In this paper, an attempt is made to integrate PROMETHEE and GAIA methods to assess and rank the sampled 10 locations in terms of heavy metal contamination in Dilovası area, Turkey based on ten heavy metals. The locations are ranked from the most environmentally risky area to the least one. It is observed from the analysis that the location d4 (small harbor of Hereke) is the most polluted especially by Pb, Cd, Cr and As. The location d8 is the least polluted area which is the farthest places from the harbors and industrialized zones (Fig. 1). As it can be seen from Fig. 1, the locations d8, d7, d9 and d10 are the farthest locations from the heavy metal sources. The locations d4 and d7 are small ports, and main contaminant is Pb. This indicates that the potential sources for heavy metal pollutions are transport services and industrial activities. When this result was compared to other metal-polluted areas from different regions of the world given in [3], the concentration of heavy metals in this area was relatively low. In addition to that the other areas are polluted mainly by Cr, Pb, Zn and Cu. The study area is polluted by Pb, Mn, Zn and Cu. The Mn concentration does not given in other locations, but it exist in the study area. The concentration of Cr is also very low compared to other ports of world.

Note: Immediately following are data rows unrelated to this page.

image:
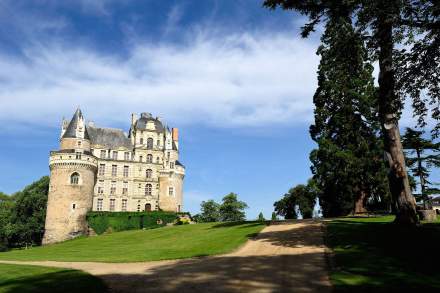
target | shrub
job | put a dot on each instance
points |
(120, 221)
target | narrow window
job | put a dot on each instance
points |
(125, 188)
(148, 188)
(101, 170)
(150, 143)
(74, 178)
(100, 187)
(113, 187)
(124, 205)
(99, 204)
(112, 204)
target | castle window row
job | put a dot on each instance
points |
(104, 154)
(124, 205)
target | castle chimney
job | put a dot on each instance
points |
(133, 118)
(175, 134)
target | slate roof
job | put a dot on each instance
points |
(179, 164)
(141, 123)
(111, 138)
(71, 128)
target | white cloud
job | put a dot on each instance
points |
(226, 81)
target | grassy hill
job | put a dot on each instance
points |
(375, 255)
(145, 245)
(35, 279)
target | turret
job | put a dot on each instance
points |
(72, 180)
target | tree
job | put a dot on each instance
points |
(286, 206)
(421, 164)
(29, 214)
(347, 165)
(210, 211)
(385, 24)
(232, 209)
(302, 197)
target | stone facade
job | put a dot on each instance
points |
(103, 169)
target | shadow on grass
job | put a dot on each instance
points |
(384, 257)
(244, 224)
(278, 273)
(64, 281)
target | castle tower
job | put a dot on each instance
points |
(171, 176)
(72, 179)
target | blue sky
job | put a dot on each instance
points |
(235, 78)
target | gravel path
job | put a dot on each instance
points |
(285, 257)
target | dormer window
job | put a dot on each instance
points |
(74, 179)
(150, 143)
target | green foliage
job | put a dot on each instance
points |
(375, 255)
(22, 216)
(301, 196)
(232, 209)
(35, 279)
(210, 211)
(421, 156)
(347, 165)
(101, 222)
(171, 242)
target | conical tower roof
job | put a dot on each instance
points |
(71, 130)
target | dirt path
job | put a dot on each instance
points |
(287, 257)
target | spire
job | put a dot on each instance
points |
(77, 127)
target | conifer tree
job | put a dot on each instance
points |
(386, 24)
(420, 162)
(348, 164)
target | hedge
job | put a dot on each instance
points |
(101, 222)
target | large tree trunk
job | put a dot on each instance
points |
(359, 205)
(403, 200)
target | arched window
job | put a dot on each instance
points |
(74, 178)
(148, 188)
(150, 143)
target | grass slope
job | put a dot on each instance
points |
(145, 245)
(35, 279)
(375, 255)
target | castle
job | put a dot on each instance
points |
(103, 169)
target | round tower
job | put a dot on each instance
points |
(72, 180)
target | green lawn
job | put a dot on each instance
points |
(375, 255)
(145, 245)
(35, 279)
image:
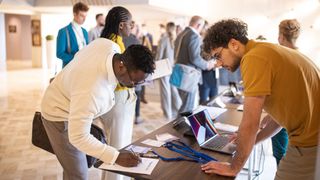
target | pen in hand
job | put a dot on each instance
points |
(135, 155)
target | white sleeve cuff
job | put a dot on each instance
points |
(109, 155)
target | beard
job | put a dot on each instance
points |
(235, 65)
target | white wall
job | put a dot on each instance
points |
(18, 45)
(3, 55)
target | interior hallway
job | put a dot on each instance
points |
(21, 89)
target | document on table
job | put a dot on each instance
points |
(138, 149)
(163, 68)
(213, 111)
(152, 142)
(145, 167)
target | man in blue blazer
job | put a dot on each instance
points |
(187, 52)
(73, 37)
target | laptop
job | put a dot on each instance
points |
(207, 136)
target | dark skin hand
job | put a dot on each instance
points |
(128, 159)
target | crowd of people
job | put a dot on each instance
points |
(104, 73)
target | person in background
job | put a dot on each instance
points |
(209, 87)
(289, 31)
(189, 55)
(281, 81)
(170, 100)
(162, 30)
(95, 32)
(118, 123)
(178, 29)
(74, 99)
(73, 37)
(146, 40)
(128, 41)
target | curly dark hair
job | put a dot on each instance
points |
(80, 7)
(138, 57)
(115, 16)
(219, 34)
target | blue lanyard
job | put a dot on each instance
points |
(185, 150)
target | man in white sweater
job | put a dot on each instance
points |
(83, 91)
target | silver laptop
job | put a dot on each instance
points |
(206, 134)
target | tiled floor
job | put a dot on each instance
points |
(21, 88)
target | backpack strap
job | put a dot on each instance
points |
(68, 40)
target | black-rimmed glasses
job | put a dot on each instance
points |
(217, 56)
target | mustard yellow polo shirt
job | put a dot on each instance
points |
(291, 83)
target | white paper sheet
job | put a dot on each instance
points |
(163, 68)
(240, 107)
(138, 149)
(145, 167)
(213, 111)
(152, 142)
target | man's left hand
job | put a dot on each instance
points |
(220, 168)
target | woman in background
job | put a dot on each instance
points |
(170, 99)
(289, 31)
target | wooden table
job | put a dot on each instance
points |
(183, 170)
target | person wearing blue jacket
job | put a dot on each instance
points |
(72, 37)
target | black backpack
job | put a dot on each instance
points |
(41, 140)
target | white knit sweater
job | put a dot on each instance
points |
(82, 91)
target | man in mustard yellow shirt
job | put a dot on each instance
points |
(283, 82)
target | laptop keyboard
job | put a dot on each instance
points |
(218, 143)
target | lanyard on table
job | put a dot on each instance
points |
(185, 150)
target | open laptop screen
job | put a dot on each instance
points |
(201, 126)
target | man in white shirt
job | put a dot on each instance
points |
(83, 91)
(72, 37)
(95, 32)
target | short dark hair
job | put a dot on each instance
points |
(138, 57)
(219, 34)
(114, 17)
(80, 7)
(98, 15)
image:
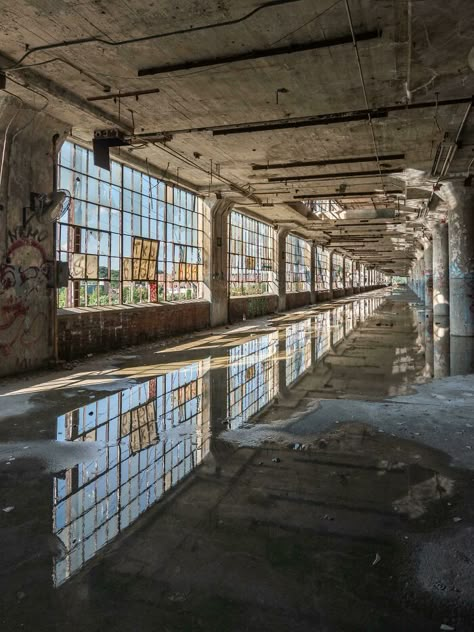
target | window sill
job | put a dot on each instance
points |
(237, 298)
(65, 311)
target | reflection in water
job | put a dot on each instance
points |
(252, 378)
(298, 349)
(323, 335)
(337, 325)
(153, 434)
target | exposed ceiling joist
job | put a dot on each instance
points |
(310, 121)
(351, 194)
(257, 54)
(328, 161)
(329, 176)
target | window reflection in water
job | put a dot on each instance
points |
(298, 349)
(252, 378)
(337, 322)
(153, 433)
(323, 334)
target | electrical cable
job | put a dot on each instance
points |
(145, 38)
(315, 17)
(10, 123)
(364, 90)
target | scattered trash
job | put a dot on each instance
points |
(177, 597)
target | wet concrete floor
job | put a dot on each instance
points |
(301, 472)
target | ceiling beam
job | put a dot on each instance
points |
(328, 176)
(308, 121)
(257, 54)
(353, 194)
(329, 161)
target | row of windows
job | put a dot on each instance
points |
(252, 249)
(128, 237)
(298, 264)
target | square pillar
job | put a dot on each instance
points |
(32, 141)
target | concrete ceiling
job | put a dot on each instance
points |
(408, 53)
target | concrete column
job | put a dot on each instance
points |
(313, 274)
(220, 262)
(281, 241)
(30, 141)
(331, 275)
(461, 266)
(440, 270)
(461, 355)
(441, 341)
(428, 266)
(356, 276)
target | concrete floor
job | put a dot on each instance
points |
(301, 472)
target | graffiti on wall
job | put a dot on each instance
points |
(23, 296)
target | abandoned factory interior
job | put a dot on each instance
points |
(236, 315)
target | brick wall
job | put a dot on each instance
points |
(252, 306)
(83, 331)
(297, 299)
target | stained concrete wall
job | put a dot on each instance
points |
(27, 301)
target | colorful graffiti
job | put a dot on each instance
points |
(23, 295)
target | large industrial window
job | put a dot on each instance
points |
(298, 264)
(252, 378)
(337, 271)
(152, 435)
(127, 237)
(251, 256)
(348, 272)
(355, 274)
(322, 269)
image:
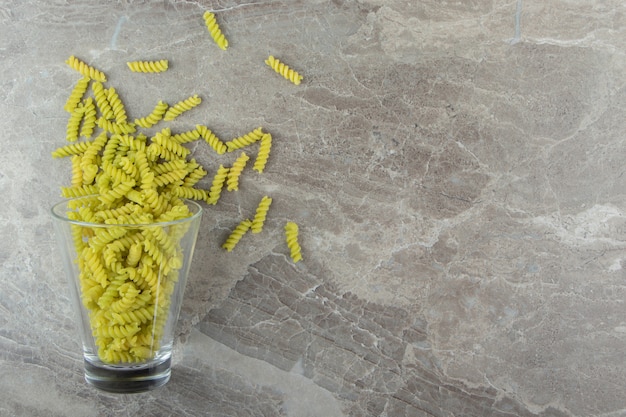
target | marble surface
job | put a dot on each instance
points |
(456, 169)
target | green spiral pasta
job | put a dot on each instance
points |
(214, 30)
(217, 185)
(264, 152)
(260, 215)
(148, 66)
(236, 235)
(232, 182)
(85, 69)
(181, 107)
(291, 237)
(284, 70)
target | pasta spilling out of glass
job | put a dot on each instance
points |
(121, 177)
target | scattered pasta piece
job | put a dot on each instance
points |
(89, 118)
(291, 237)
(232, 182)
(148, 66)
(182, 106)
(154, 117)
(217, 185)
(236, 235)
(77, 94)
(73, 123)
(214, 30)
(245, 140)
(215, 143)
(85, 69)
(264, 152)
(261, 214)
(284, 70)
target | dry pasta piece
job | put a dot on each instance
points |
(261, 214)
(113, 127)
(180, 107)
(264, 152)
(291, 237)
(77, 94)
(217, 185)
(71, 149)
(85, 70)
(73, 123)
(154, 117)
(214, 29)
(186, 137)
(89, 118)
(284, 70)
(102, 100)
(232, 182)
(148, 66)
(119, 112)
(236, 235)
(245, 140)
(210, 138)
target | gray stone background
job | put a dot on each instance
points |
(456, 169)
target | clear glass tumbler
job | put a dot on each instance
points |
(127, 283)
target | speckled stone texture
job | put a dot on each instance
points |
(456, 169)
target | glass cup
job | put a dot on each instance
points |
(127, 283)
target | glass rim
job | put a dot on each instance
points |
(63, 216)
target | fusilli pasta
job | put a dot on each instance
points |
(217, 185)
(148, 66)
(284, 70)
(210, 138)
(264, 152)
(291, 237)
(154, 117)
(182, 106)
(236, 235)
(85, 69)
(260, 215)
(214, 29)
(232, 182)
(245, 140)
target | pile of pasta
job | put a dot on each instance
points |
(122, 177)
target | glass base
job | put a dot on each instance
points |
(128, 379)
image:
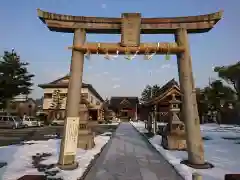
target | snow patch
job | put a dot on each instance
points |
(222, 153)
(19, 158)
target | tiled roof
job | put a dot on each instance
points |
(115, 102)
(59, 83)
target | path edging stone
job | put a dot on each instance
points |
(146, 140)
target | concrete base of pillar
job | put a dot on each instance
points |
(174, 142)
(86, 141)
(206, 165)
(68, 167)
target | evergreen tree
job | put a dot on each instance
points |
(14, 77)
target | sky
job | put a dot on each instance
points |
(49, 57)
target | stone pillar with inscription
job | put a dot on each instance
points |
(70, 136)
(85, 135)
(194, 139)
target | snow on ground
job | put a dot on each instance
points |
(222, 150)
(19, 158)
(113, 124)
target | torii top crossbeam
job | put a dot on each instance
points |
(67, 23)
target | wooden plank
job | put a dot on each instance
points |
(82, 19)
(130, 29)
(112, 48)
(167, 28)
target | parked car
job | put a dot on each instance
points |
(30, 122)
(57, 122)
(12, 122)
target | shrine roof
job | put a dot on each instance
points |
(67, 23)
(167, 89)
(115, 102)
(63, 83)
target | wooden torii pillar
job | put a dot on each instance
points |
(130, 25)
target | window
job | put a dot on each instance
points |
(47, 95)
(5, 118)
(63, 95)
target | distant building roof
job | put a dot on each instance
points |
(63, 83)
(164, 91)
(115, 102)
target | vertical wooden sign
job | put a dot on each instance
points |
(71, 137)
(131, 29)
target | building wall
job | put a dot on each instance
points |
(47, 101)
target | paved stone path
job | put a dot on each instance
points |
(129, 157)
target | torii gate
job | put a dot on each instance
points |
(130, 26)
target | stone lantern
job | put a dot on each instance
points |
(174, 133)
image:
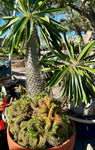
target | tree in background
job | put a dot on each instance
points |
(80, 14)
(22, 30)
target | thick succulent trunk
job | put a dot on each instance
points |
(34, 81)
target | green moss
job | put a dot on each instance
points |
(37, 124)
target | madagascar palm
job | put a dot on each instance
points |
(75, 71)
(23, 32)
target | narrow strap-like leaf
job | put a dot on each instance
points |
(88, 69)
(38, 4)
(70, 89)
(89, 63)
(23, 5)
(86, 50)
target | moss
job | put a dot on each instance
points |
(37, 123)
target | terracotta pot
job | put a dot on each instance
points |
(2, 108)
(67, 145)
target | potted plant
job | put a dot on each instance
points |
(78, 81)
(5, 98)
(38, 124)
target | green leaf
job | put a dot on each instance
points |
(82, 90)
(76, 91)
(38, 4)
(89, 57)
(23, 6)
(57, 78)
(89, 63)
(65, 90)
(49, 69)
(88, 77)
(13, 21)
(53, 62)
(70, 89)
(10, 5)
(88, 69)
(29, 5)
(45, 18)
(86, 50)
(52, 9)
(19, 25)
(8, 18)
(59, 24)
(67, 46)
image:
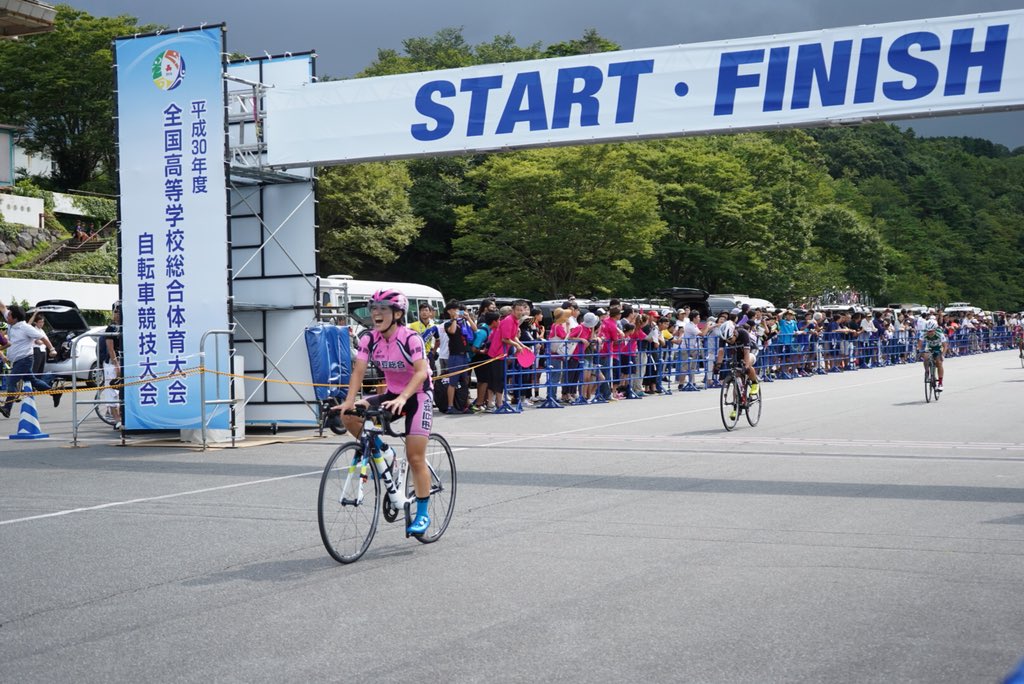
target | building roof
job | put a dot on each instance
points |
(23, 17)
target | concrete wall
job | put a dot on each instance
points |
(24, 211)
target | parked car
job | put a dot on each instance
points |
(65, 324)
(695, 298)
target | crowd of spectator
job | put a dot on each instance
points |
(624, 350)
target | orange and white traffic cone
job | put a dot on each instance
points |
(28, 425)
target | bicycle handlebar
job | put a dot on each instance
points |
(383, 415)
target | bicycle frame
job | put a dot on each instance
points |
(358, 469)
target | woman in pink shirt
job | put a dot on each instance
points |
(582, 366)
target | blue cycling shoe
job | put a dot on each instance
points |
(419, 525)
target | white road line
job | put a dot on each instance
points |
(506, 441)
(148, 499)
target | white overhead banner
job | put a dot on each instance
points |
(889, 71)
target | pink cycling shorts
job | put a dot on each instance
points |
(419, 411)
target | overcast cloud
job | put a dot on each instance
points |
(347, 35)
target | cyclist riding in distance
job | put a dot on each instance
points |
(398, 352)
(933, 341)
(742, 344)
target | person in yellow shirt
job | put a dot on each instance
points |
(427, 328)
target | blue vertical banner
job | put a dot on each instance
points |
(171, 140)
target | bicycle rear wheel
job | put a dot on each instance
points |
(442, 487)
(754, 407)
(731, 391)
(349, 504)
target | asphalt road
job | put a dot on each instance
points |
(856, 535)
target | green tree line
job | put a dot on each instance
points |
(784, 215)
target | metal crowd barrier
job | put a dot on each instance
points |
(588, 375)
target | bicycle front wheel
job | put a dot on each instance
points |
(105, 410)
(731, 391)
(754, 407)
(440, 461)
(349, 504)
(928, 382)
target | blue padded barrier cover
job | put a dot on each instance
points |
(330, 358)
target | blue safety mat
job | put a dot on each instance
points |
(330, 352)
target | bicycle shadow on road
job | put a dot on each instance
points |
(271, 570)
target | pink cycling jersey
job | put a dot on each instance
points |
(395, 357)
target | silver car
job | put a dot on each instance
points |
(65, 325)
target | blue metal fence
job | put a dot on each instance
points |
(580, 373)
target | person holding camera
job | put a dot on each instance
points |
(23, 341)
(460, 328)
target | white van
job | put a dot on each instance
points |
(343, 294)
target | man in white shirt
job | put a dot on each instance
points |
(23, 339)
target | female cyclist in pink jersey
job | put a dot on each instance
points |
(399, 354)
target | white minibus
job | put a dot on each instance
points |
(343, 294)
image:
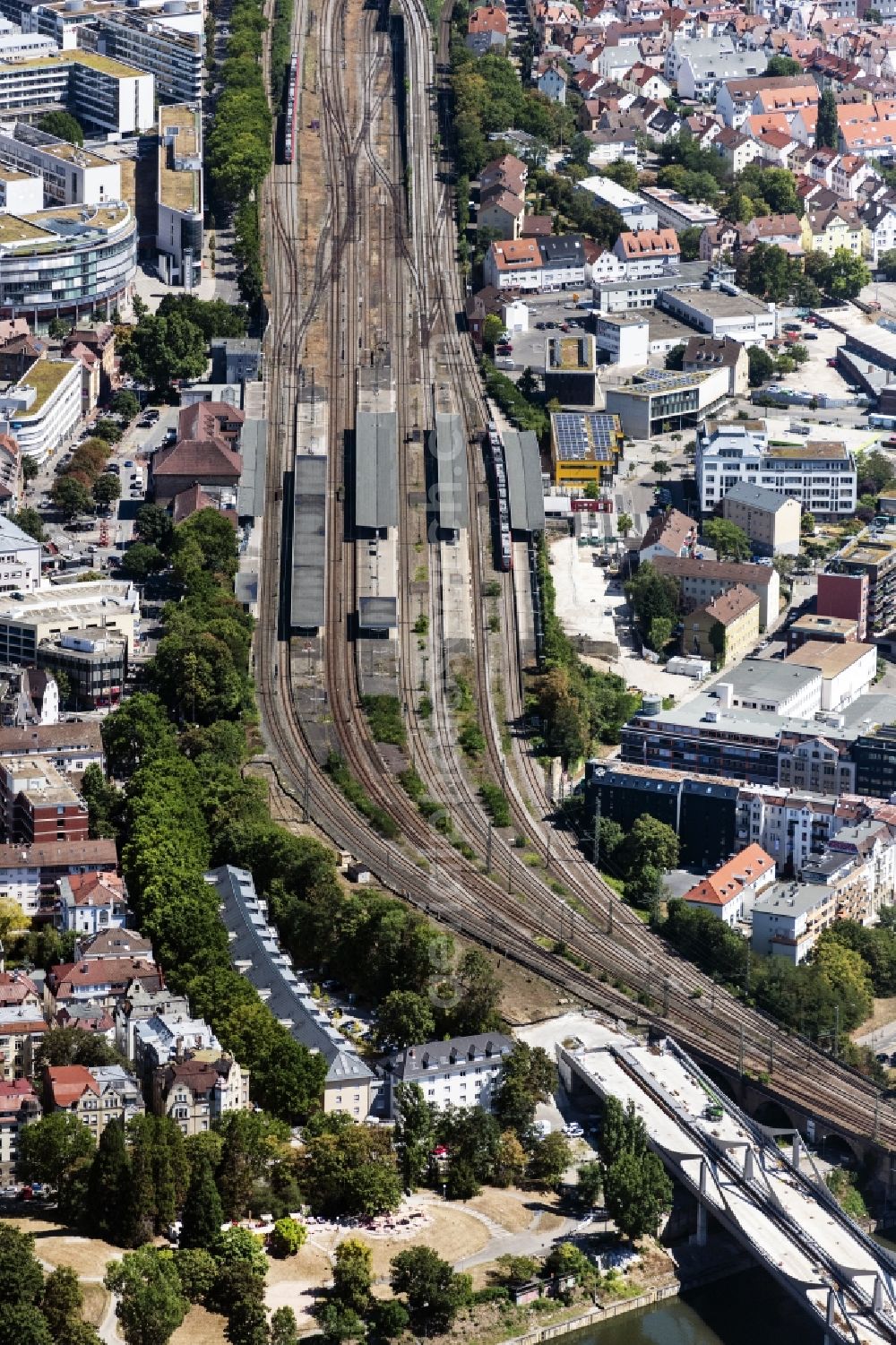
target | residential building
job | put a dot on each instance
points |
(571, 370)
(107, 96)
(350, 1086)
(636, 212)
(38, 805)
(584, 448)
(702, 73)
(70, 175)
(869, 557)
(72, 746)
(647, 252)
(16, 988)
(139, 1004)
(22, 1030)
(821, 475)
(43, 408)
(831, 630)
(459, 1073)
(90, 902)
(167, 1038)
(721, 312)
(501, 210)
(731, 891)
(102, 980)
(175, 58)
(672, 533)
(179, 196)
(654, 400)
(96, 1095)
(676, 211)
(770, 521)
(19, 1108)
(726, 628)
(26, 872)
(704, 353)
(199, 1090)
(788, 918)
(848, 670)
(700, 582)
(19, 560)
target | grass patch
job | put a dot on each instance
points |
(383, 716)
(357, 795)
(495, 803)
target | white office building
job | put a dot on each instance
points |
(818, 474)
(72, 175)
(43, 408)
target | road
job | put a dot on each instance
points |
(555, 892)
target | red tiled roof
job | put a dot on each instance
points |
(727, 883)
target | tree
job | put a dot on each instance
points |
(153, 526)
(636, 1194)
(528, 1078)
(413, 1133)
(590, 1184)
(783, 66)
(13, 918)
(62, 1302)
(284, 1329)
(435, 1293)
(23, 1323)
(202, 1213)
(727, 539)
(70, 496)
(353, 1275)
(62, 125)
(549, 1161)
(151, 1304)
(650, 842)
(848, 273)
(289, 1237)
(109, 1186)
(140, 561)
(30, 522)
(51, 1146)
(491, 330)
(124, 402)
(689, 244)
(161, 350)
(404, 1019)
(21, 1274)
(826, 125)
(107, 490)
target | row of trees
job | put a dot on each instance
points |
(577, 705)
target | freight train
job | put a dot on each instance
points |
(499, 472)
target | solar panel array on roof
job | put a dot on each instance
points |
(582, 437)
(310, 541)
(448, 467)
(375, 470)
(525, 494)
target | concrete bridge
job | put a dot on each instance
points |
(772, 1203)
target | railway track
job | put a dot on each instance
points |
(424, 866)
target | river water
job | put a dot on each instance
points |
(747, 1309)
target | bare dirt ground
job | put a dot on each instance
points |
(201, 1328)
(56, 1246)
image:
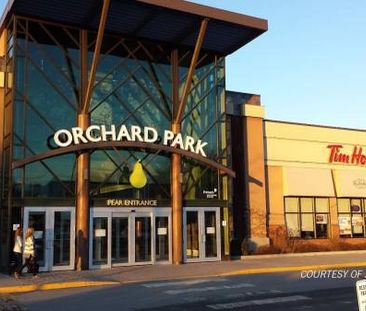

This paper also shows the usefulness of PROMETHEE-GAIA method-based graphical tool in guiding the decision makers analyzing and arriving at the best prioritization or ranking of contaminated sites. The method can be also applied similar problems. Among different MCDM methods, PROMETHEE is better because of its simple design, ease of computation and suitable results. However, the preference functions may result in some hesitations for decision makers. The limitations of using PROMETHEE are the definitions of preference function and weights of criteria. These have to be defined by the user or decision makers. However, this limitation is overcame by applying sensitivity analysis which has not existed in other MCDM methods.

As a future work, this study can be extended to rank contaminated sites according to environmental risk and health risk grouping heavy metals and other pollutants.

Compliance with ethical standards

Conflict of interest

On behalf of all authors, the corresponding author states that there is no conflict of interest.